Parole, quelle di Chiamparino, che sembrano presagire la sua ridiscesa in campo per le prossime elezioni regionali, dopo che aveva lasciato capire di non volersi più candidare per lasciare spazio alle nuove leve. In questo caso, la competizione si giocherebbe tutta sul sì o il no al Tav. Toninelli per la prima volta ammette che quella è la vera partita: «L’unica grande opera che è stata inserita nel contratto di governo è la Torino-Lione: c’è scritto che va ridiscussa in base agli accordi tra Italia e Francia e il sottoscritto sta facendo proprio questo».

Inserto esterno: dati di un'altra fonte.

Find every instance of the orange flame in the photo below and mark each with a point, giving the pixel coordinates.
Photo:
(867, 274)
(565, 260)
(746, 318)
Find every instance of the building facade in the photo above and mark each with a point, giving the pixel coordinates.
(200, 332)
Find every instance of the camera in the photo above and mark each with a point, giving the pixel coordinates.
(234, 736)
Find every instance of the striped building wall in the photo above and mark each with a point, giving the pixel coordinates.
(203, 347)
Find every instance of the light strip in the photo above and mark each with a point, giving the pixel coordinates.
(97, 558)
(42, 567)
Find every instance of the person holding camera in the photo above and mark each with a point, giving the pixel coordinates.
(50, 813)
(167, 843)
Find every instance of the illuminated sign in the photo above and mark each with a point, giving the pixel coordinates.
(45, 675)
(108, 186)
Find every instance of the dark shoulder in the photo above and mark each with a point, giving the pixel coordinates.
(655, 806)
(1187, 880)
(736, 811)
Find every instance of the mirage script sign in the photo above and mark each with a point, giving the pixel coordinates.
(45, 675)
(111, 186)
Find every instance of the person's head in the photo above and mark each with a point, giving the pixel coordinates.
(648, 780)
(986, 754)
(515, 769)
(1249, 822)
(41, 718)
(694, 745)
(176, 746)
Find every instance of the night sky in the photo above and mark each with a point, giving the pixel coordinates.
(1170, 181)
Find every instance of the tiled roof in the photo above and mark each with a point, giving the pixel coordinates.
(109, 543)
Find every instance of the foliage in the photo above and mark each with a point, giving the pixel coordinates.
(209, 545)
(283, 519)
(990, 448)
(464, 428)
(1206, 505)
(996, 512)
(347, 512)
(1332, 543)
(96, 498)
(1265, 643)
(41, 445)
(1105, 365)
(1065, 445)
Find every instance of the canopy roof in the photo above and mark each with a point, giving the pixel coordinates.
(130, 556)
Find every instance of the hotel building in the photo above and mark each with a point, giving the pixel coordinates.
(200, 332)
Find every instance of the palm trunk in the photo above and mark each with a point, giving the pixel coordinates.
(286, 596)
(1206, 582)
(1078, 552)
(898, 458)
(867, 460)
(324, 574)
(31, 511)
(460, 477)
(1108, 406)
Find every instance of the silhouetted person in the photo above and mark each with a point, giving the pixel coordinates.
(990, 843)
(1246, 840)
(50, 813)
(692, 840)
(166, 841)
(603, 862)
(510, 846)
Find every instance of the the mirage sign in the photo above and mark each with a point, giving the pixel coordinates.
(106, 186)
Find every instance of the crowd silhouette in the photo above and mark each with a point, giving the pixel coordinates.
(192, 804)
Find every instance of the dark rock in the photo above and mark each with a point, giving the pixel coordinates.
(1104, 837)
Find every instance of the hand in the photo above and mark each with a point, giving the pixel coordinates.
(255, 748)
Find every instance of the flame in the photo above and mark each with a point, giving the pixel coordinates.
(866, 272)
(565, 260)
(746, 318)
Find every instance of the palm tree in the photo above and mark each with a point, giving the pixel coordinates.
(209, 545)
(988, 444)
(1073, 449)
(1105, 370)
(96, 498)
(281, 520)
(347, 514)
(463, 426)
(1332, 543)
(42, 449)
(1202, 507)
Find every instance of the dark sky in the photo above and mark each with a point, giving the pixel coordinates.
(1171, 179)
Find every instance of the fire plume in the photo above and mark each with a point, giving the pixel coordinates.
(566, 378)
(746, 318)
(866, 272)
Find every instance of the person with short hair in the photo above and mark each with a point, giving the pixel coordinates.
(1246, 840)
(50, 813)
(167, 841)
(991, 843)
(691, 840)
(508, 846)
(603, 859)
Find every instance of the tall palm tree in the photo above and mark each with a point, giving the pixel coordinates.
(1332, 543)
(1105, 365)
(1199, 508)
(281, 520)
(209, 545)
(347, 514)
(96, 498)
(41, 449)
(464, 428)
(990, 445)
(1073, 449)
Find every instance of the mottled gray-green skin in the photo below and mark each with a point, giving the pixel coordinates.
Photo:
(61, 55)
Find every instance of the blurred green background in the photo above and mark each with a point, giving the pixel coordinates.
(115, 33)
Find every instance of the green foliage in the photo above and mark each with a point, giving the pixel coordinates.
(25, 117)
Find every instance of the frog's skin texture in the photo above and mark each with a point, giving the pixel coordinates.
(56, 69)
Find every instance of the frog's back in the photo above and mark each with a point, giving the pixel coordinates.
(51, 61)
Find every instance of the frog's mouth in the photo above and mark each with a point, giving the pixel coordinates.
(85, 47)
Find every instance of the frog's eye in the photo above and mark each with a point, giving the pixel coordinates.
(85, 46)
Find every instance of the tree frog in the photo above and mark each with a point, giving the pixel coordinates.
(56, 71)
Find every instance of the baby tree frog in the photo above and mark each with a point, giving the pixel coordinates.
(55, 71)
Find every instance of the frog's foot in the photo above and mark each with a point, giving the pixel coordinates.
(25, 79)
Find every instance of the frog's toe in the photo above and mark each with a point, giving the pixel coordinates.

Lo stop ai cantieri metterebbe in grande difficoltà la Lega e il suo rapporto con la coalizione di centrodestra. Il sottosegretario leghista Edoardo Rixi ammette l’esigenza di «rivedere i costi e revisionare il progetto» ma rifiuta di prendere in considerazione l’idea di bloccare l’opera. Di Maio smussa: «Non abbiamo un pregiudizio sulle grandi opere -dice – ma spendere 10 miliardi di euro per andare da Torino a Lione quando non riusciamo a spostarci da casa nostra alla scuola di nostro figlio è uno spreco». Da Forza Italia, intanto, Antonio Tajani sfida Salvini invitandolo a sgomberare i centri sociali torinesi, colpevoli di aver partecipato in questi anni alle proteste No Tav. Se l’opposizione alla grande opera in Val di Susa prevalesse e a pagare le spese dell’accordo politico sarebbero proprio alcuni dei più convinti No Tav sarebbe davvero una grande beffa.